American resident Magn Nyang told the BBC that his mother was forcibly re-settled from a village close to Gambella town to a camp. ”When the investors came in they took over the land and they [the villagers] were kicked out,” he said.
The army beat another man with sticks and the butt of a rifle when he refused to leave. He later died, and his family blames the violent beating he received.
Although Saudi Star has admitted that the Alwero River can only provide irrigation for 1,800 ha of rice, 30 kilometers of irrigation channels are currently being built and villagers worry about how they will feed their children.
Humans and animals are losing their land
The company is also infringing on land perceived to be a part of the Gambella National Park. The Ethiopian Wildlife Conservation Authority (EWCA), according to OI, estimates that 438,000 ha of land have been leased to various investors in the vicinity of the park, all without Environmental Impact Assessments.

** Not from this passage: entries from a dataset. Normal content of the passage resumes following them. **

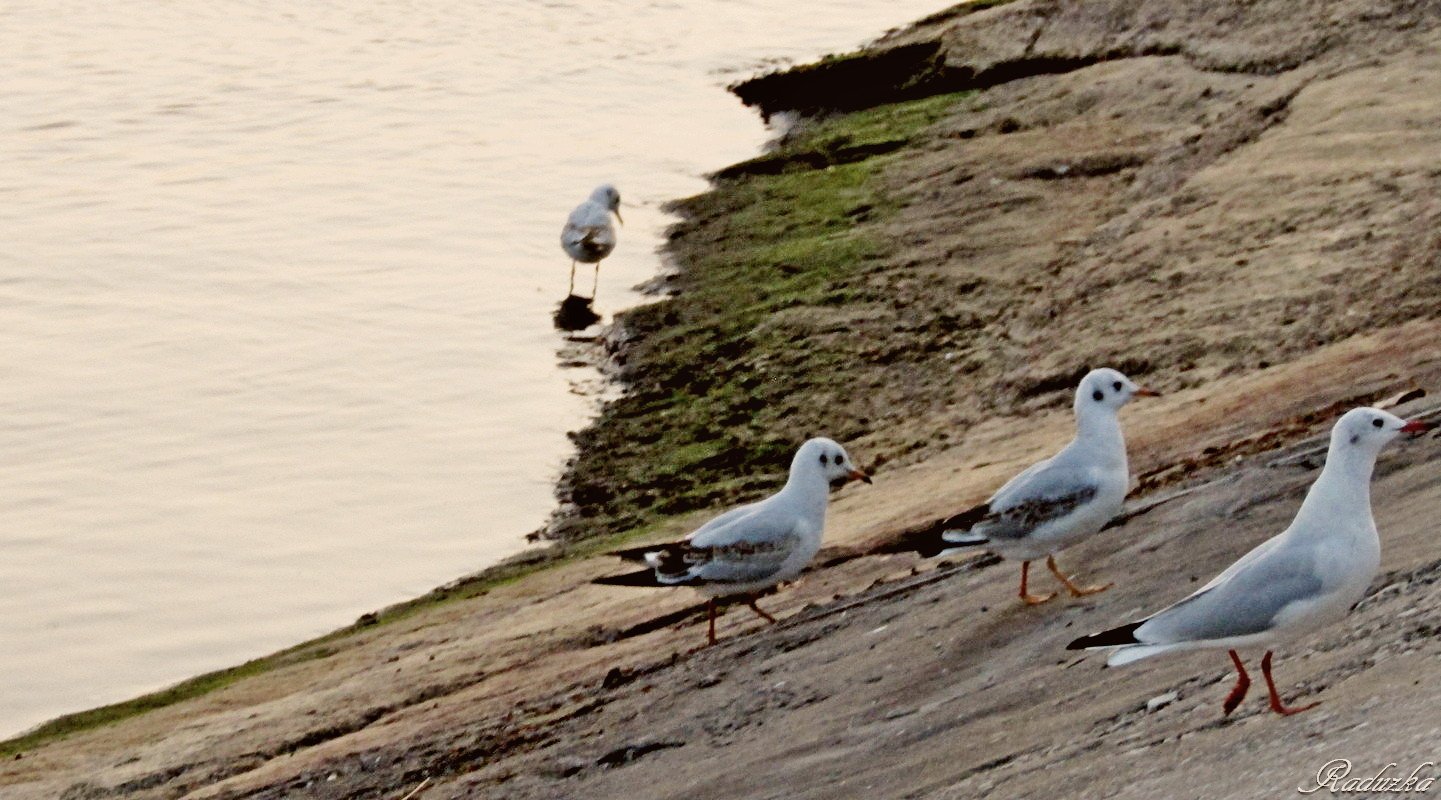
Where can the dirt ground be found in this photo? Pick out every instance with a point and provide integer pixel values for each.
(1237, 202)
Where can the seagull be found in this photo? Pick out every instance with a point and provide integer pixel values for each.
(751, 548)
(1058, 502)
(1307, 577)
(588, 235)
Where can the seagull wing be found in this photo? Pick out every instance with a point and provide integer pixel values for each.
(1044, 493)
(1244, 600)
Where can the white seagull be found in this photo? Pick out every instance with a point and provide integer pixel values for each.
(1294, 583)
(751, 548)
(1058, 502)
(588, 235)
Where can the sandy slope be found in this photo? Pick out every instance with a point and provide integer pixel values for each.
(865, 691)
(1239, 202)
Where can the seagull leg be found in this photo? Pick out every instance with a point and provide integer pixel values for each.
(1025, 596)
(1238, 692)
(1276, 699)
(757, 609)
(711, 611)
(1072, 588)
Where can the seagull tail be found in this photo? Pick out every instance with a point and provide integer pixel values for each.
(636, 554)
(637, 578)
(943, 536)
(1116, 637)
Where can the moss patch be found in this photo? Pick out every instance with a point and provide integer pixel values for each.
(470, 587)
(751, 353)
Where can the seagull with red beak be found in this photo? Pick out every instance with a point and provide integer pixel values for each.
(1058, 502)
(1309, 575)
(751, 548)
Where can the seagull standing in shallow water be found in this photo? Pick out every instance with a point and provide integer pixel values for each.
(1058, 502)
(1309, 575)
(588, 235)
(750, 549)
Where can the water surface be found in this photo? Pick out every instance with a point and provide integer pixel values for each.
(275, 287)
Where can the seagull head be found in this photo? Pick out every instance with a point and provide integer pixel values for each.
(1371, 428)
(1107, 388)
(824, 457)
(610, 198)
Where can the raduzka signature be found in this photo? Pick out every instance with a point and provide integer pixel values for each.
(1336, 777)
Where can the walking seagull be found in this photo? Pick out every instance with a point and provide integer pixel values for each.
(1294, 583)
(750, 549)
(588, 235)
(1058, 502)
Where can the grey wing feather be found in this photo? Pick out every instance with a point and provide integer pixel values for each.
(1036, 496)
(750, 547)
(722, 521)
(1242, 603)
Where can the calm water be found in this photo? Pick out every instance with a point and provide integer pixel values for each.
(275, 283)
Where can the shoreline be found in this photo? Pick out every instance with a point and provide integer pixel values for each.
(894, 265)
(607, 353)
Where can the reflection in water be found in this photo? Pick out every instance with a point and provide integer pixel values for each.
(275, 287)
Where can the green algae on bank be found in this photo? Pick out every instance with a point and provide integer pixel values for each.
(479, 584)
(781, 234)
(751, 352)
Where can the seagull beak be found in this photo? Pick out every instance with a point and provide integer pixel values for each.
(1415, 427)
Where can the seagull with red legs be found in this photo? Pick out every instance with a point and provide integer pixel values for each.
(1058, 502)
(1307, 577)
(751, 548)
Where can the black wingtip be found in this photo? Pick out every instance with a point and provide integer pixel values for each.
(634, 554)
(930, 541)
(639, 578)
(966, 519)
(1114, 637)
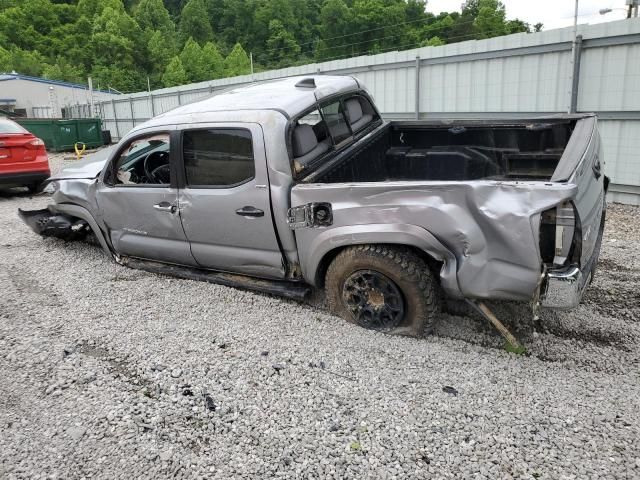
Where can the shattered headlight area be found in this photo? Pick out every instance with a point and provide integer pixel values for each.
(49, 224)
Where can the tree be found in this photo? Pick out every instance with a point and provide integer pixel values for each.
(213, 60)
(335, 21)
(237, 62)
(490, 21)
(194, 22)
(27, 62)
(282, 48)
(63, 70)
(160, 52)
(174, 74)
(5, 60)
(432, 42)
(193, 61)
(117, 60)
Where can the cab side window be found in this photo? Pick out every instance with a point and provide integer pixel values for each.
(336, 122)
(144, 161)
(220, 157)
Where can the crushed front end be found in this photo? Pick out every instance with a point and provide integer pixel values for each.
(51, 224)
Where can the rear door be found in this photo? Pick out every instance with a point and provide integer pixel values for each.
(224, 203)
(20, 151)
(138, 200)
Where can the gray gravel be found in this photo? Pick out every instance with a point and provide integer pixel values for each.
(107, 372)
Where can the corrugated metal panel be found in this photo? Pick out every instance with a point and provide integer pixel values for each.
(610, 79)
(621, 144)
(510, 75)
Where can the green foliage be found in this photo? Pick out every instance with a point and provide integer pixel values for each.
(122, 42)
(194, 22)
(63, 70)
(193, 61)
(237, 62)
(26, 62)
(174, 74)
(213, 61)
(5, 60)
(152, 15)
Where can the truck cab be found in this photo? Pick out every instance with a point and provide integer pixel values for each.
(300, 183)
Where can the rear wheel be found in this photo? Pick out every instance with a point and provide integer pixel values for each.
(383, 288)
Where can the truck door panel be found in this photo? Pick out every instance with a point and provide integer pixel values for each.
(141, 213)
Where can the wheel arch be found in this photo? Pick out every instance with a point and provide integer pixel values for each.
(84, 214)
(328, 244)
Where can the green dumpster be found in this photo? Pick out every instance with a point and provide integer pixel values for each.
(62, 134)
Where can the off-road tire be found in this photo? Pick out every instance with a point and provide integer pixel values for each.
(407, 270)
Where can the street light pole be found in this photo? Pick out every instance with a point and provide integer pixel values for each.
(574, 51)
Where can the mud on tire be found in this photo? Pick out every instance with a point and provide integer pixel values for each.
(364, 282)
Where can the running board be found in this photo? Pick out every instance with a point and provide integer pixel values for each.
(282, 288)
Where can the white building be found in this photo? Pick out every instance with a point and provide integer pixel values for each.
(41, 98)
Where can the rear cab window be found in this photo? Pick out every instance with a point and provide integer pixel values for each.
(144, 161)
(329, 127)
(218, 157)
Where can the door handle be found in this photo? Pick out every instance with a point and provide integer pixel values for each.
(165, 207)
(597, 168)
(249, 211)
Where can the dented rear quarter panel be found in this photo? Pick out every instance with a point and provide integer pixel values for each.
(487, 230)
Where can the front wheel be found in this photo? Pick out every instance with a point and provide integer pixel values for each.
(384, 288)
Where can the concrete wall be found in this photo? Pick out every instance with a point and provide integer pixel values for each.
(514, 75)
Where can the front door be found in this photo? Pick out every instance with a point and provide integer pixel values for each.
(138, 200)
(225, 205)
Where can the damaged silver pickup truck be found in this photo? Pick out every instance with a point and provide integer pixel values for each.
(297, 183)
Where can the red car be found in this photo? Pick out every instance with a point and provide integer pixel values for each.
(23, 157)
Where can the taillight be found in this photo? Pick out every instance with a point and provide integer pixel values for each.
(36, 143)
(557, 233)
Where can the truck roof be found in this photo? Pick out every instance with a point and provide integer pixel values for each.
(290, 96)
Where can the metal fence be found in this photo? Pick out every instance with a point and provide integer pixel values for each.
(515, 75)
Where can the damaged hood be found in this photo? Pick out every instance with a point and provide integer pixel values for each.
(88, 167)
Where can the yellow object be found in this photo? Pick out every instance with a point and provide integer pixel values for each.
(79, 151)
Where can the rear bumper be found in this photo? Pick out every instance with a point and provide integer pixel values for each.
(23, 178)
(564, 287)
(49, 224)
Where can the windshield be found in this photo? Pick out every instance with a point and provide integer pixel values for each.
(7, 126)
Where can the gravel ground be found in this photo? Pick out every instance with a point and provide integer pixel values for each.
(107, 372)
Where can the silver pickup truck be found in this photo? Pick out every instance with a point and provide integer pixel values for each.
(299, 182)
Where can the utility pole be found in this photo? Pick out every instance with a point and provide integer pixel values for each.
(574, 52)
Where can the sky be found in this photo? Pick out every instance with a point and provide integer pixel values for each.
(552, 13)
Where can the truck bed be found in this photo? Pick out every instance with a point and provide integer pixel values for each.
(527, 150)
(484, 195)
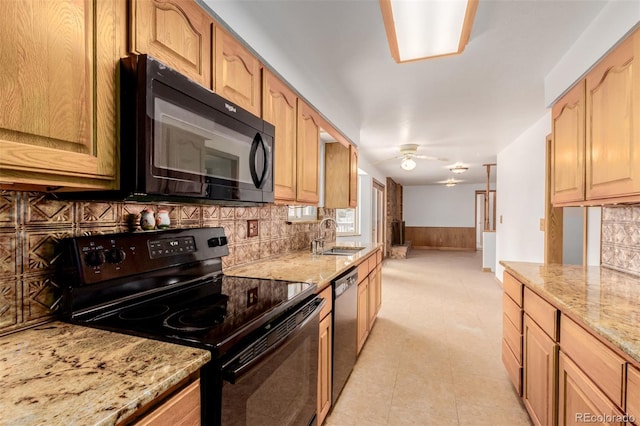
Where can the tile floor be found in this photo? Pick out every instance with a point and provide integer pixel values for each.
(433, 356)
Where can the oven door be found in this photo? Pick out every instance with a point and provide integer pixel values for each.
(279, 386)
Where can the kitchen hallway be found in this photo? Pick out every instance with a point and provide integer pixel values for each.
(433, 356)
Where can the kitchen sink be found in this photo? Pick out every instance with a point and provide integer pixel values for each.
(341, 251)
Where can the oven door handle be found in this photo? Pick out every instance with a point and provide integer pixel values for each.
(236, 367)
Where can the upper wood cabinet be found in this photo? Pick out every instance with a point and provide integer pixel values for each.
(567, 156)
(308, 154)
(341, 166)
(613, 123)
(177, 33)
(58, 92)
(279, 107)
(237, 72)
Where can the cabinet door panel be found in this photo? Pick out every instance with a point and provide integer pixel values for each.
(324, 368)
(57, 124)
(613, 151)
(279, 108)
(539, 368)
(579, 397)
(308, 154)
(237, 72)
(177, 33)
(568, 121)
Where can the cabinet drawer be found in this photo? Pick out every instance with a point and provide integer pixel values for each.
(600, 363)
(513, 367)
(513, 337)
(373, 260)
(512, 311)
(512, 287)
(327, 294)
(363, 270)
(542, 312)
(633, 392)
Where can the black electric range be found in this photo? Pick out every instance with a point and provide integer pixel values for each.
(169, 285)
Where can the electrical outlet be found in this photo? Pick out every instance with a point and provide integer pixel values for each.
(252, 296)
(252, 228)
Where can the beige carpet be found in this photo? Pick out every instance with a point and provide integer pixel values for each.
(433, 356)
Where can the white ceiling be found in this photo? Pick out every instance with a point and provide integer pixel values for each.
(465, 108)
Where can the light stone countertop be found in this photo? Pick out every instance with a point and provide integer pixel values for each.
(605, 300)
(64, 374)
(302, 266)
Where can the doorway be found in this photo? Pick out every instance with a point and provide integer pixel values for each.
(482, 224)
(378, 213)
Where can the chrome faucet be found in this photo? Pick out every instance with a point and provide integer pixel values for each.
(317, 244)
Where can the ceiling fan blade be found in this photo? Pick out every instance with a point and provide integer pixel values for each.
(428, 157)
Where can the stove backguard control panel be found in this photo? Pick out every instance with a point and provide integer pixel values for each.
(106, 257)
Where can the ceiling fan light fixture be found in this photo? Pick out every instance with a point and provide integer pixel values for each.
(459, 168)
(426, 29)
(408, 164)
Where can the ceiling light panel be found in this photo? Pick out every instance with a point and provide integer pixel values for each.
(418, 29)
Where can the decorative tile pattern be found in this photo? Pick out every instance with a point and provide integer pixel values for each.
(9, 260)
(8, 208)
(41, 298)
(40, 210)
(32, 225)
(9, 300)
(620, 238)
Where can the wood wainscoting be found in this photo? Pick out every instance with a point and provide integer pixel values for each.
(442, 238)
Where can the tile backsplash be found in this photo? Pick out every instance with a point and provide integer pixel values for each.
(32, 224)
(621, 238)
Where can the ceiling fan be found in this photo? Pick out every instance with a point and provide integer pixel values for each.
(407, 153)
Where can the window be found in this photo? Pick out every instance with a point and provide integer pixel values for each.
(348, 219)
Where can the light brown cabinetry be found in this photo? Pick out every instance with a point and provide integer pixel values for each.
(341, 176)
(613, 120)
(182, 409)
(324, 368)
(279, 107)
(58, 118)
(568, 126)
(237, 72)
(177, 33)
(369, 296)
(512, 329)
(539, 359)
(633, 393)
(307, 155)
(596, 143)
(580, 398)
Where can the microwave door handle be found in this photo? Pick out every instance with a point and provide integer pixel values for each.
(233, 370)
(257, 142)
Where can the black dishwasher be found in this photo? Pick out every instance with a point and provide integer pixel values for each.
(345, 327)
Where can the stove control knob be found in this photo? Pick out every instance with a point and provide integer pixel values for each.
(115, 255)
(94, 258)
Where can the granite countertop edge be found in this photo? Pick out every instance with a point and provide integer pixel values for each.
(602, 299)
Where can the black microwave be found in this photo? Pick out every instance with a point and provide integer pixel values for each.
(180, 141)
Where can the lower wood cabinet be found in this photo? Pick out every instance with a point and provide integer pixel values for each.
(363, 312)
(182, 409)
(369, 295)
(540, 371)
(580, 400)
(324, 368)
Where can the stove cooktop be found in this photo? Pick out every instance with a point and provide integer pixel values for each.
(169, 285)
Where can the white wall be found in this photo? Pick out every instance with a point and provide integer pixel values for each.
(438, 205)
(520, 196)
(615, 20)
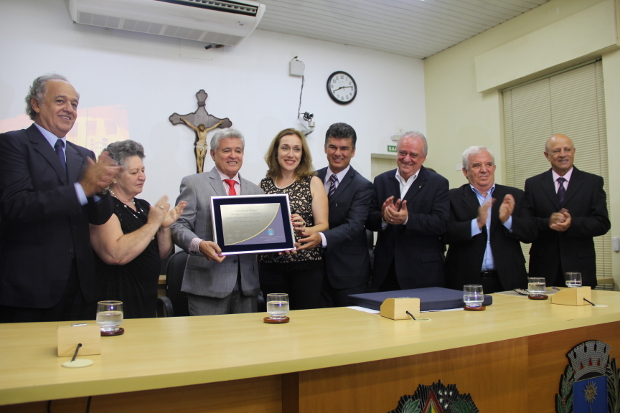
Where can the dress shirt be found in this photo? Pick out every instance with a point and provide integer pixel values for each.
(340, 175)
(51, 138)
(566, 176)
(194, 246)
(405, 184)
(488, 264)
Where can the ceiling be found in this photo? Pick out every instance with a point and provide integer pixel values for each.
(414, 28)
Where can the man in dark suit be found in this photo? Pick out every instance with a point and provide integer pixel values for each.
(345, 244)
(410, 210)
(47, 188)
(214, 283)
(570, 208)
(487, 223)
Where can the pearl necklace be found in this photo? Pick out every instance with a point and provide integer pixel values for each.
(133, 212)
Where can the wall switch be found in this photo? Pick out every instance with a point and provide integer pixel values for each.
(296, 67)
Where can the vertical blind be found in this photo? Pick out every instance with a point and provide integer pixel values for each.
(572, 103)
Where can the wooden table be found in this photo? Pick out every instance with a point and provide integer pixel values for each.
(509, 357)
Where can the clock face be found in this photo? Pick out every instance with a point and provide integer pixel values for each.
(341, 87)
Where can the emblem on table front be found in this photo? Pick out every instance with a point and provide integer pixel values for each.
(436, 398)
(590, 381)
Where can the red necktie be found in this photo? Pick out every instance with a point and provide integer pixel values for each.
(231, 185)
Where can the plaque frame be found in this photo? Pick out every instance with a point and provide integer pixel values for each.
(253, 247)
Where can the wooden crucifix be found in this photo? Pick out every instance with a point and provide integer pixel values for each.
(201, 122)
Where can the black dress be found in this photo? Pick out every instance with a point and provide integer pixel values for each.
(135, 283)
(299, 275)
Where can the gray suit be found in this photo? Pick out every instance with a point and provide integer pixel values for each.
(203, 277)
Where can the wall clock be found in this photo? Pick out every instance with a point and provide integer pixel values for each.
(341, 87)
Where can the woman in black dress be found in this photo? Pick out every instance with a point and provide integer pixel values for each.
(301, 273)
(132, 243)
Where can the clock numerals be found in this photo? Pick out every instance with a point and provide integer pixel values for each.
(341, 87)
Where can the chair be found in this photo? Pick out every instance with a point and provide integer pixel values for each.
(174, 304)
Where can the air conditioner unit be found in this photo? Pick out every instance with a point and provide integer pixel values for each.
(219, 22)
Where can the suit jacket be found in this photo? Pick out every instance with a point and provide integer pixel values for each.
(346, 256)
(42, 225)
(416, 248)
(464, 259)
(203, 277)
(573, 249)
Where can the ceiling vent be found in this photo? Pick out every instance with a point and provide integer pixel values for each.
(218, 22)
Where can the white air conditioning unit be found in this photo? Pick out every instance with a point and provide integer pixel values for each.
(219, 22)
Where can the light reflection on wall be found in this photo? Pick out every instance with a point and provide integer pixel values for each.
(94, 128)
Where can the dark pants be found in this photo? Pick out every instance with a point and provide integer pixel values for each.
(70, 307)
(235, 303)
(390, 283)
(302, 281)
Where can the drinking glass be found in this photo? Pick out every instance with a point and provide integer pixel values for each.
(109, 315)
(573, 279)
(277, 305)
(473, 295)
(536, 286)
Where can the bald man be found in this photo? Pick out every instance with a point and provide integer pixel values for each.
(570, 208)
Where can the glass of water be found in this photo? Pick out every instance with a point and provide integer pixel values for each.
(109, 315)
(536, 286)
(573, 279)
(473, 295)
(277, 305)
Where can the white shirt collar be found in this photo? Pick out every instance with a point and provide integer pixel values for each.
(566, 176)
(49, 136)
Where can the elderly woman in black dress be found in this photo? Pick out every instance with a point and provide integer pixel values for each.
(132, 243)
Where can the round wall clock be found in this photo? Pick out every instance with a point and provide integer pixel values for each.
(341, 87)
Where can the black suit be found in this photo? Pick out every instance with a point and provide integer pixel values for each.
(43, 227)
(465, 255)
(415, 249)
(572, 250)
(346, 256)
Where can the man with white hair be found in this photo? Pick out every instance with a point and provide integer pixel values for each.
(410, 210)
(488, 222)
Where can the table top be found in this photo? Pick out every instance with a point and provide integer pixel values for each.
(170, 352)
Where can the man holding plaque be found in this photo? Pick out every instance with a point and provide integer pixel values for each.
(345, 244)
(214, 283)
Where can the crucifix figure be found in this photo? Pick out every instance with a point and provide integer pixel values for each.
(201, 122)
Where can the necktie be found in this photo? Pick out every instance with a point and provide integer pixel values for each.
(231, 185)
(561, 190)
(59, 147)
(334, 184)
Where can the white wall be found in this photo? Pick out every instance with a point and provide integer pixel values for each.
(459, 116)
(153, 77)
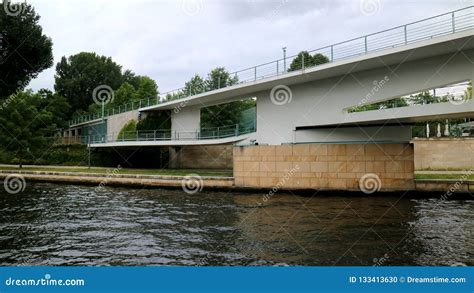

The park is home to “69 mammal species, including 58 large mammals. The park also contains valuable wetland habitat, hundreds of bird species, and 92 fish species, representing 69 percent of all fish species in Ethiopia,” OI reports.
Saudi Star’s owner Sheikh Mohammed Hussein Ali Al Amoudi is listed by Forbes as the 63rd wealthiest person on earth. He is also the richest person in Ethiopia, where at least 39% of the population lives below the poverty line, and the second richest Saudi citizen in the world.
Only rice that does not grow longer than 7mm will be sold locally, while the rest will be exported – with Saudi Arabia expected to be a huge benefactor, according to Bloomberg News. Eventually, Saudi Star hopes to lease up to 500,000 ha of Ethiopian land.
Land grabs in Ethiopia are well underway, and given lack of genuine government oversight comprise nothing less than a humanitarian disaster.